Board is making outrageous payments to administrators

The frequent use of unused sick day payouts is really the tip of the iceberg. There are much more flagrant abuses of the financial system by the “public employee cartel” that is allowed to operate in New Jersey’s school districts.

In the Howell K-8 School District, for example, five of the senior administrators have contracts that include the following intentionally ambiguous wording: “The Board of Education recognizes its annuitized liability to (Name).”

What this sentence means is that the board will reimburse the administrator (and in one case a retired administrator) what he/she contributed to his/her personal retirement 403b or 457 accounts, netting his/her out-of-pocket contributions at $0.

By law, the board cannot add these monies directly to the individual’s retirement plan, so the board (aka, the taxpayers) pays it out directly to the individual in the form of a reimbursement.

For these five administrators, this additional compensation can range from $40,000 to $57,000, every year over the period of the contract. The dollar amount is clearly missing from the contract wording.

As mentioned in one of the Howell school board’s videotaped meetings last year, this wording came from and was approved by a Monmouth County executive superintendent. For example, on a salary of $175,000, this reimbursement brings the total cost to the taxpayers to about $227,000. That’s for each administrator who has this clause in his/her contract and it is not a one-time payment.

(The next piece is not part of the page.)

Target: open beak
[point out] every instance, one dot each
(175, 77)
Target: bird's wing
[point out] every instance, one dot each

Rather, it is a payment for every year of the contract.

In my conversations with various Department of Education officials, they have remarked that although these payments are distasteful, unethical and clearly designed to be unclear to the normal taxpayer, they are not illegal because they are in the contracts.

In the March 2006 New Jersey State Commission of Investigation report “Taxpayers Beware,” the independent investigators found many serious issues relating to public school administrators’ compensation.

On page 7 of that report they point out how their examinations of W-2 forms raised the question whether these perks are being reported for federal and state tax purposes, and on page 8 they state, “Such reimbursements are sometimes inappropriately included in base salaries for pension calculation purposes.”

The top administrators (and their peers) have mastered the art of using the public system for their own enrichment while we pay and pay and pay.